Peters brings to George Felse’s investigation the same sensibilities that also characterize her Cadfael novels; what I particularly appreciated, though, was the way in which she shows that while the Nazi bully’s death at first blush seems to be a benefit to the community, it really isn’t, because as long as the murderer hasn’t been found, everybody remains under suspicion, including each and every innocent member of the village population (i.e., 99+%) — a point that Agatha Christie repeatedly makes as well (most notably in Ordeal by Innocence). As it is, the murder threatens to pull the community apart even more than the uneasy postwar situation and the dispute about mining rights are already doing anyway; it soon becomes clear that only the discovery of the murderer will allow the community to heal once and for all. So Felse is caught in the dilemma of not wanting to have to charge any of his friends and neighbors with murder — he likes them, and they really are, all of them, extremely likeable people — and knowing, at the same time, that he really wouldn’t be doing them any favor if he were to drop the investigation and refrain from rummaging about in their private lives. Then a second murder happens, and it is ultimately this second murder (as well as the identity of the murderer) that drives home the point that even the apparent benefit which the first murder seemed to bestow on the community (by removing, once and for all, the vicious bully in its midst) really was no benefit at all: not only did it end up causing additional rifts instead of healing the existing ones, it was not committed with the mistaken intention to benefit the community in the first place.
If I’m withholding a half-star rating from the full five stars I’d otherwise much have liked to give the book, it’s because not only is it Dominic Felse (not his father, the police inspector) who makes virtually every important discovery; and moreover, every single one of his discoveries is an accidental one — altogether decidedly too much reliance on the element of chance on the part of the author.

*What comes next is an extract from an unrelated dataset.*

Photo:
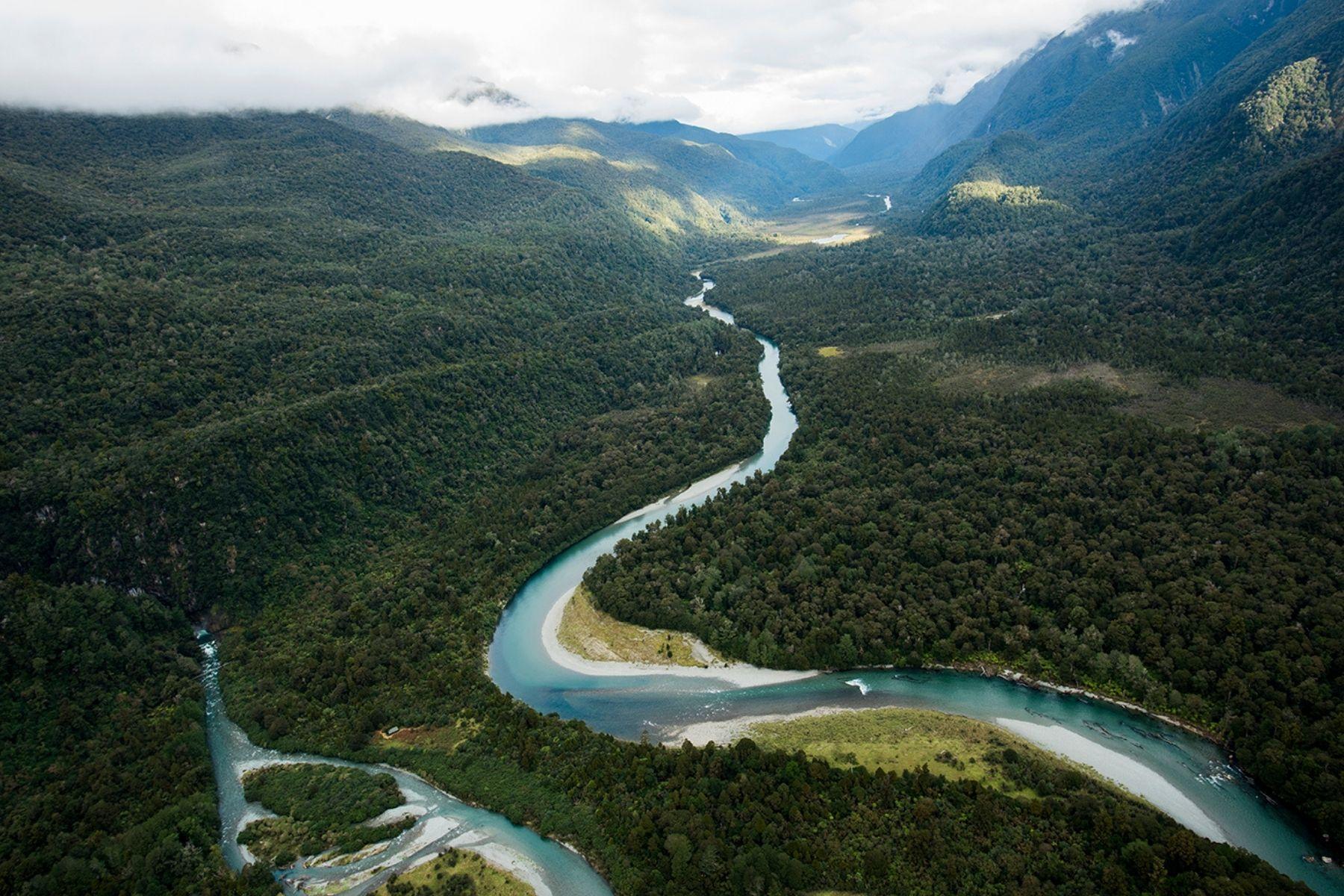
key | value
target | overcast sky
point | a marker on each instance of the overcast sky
(727, 65)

I hope the series’s first book is not setting a pattern as far as this is concerned; if it is, the subsequent novels are almost certainly going to get a lower rating on this score alone. — That said, I’d initially contemplated moving onto the next installments of the series immediately, but found that the only characters who make a reappearance there are the Felses themselves (George, Dominic, and George’s wife / Dominic’s mother Bunty), and while I genuinely like all three of them, I was sorry to find upon sneak-peeking that none of my other favorite characters in this book — PTSD-scarred classics master turned wartime expert assassin turned, once again, classics master Chad Wedderburn and Dominic’s almost-love-interest, a girl with the impossibly 1950s nickname “Pussy” — are featured in the next books. So I’m going to wait a little, after all, until I’ll join the Felses for their next investigation, but I’m definitely going to be back for more eventually.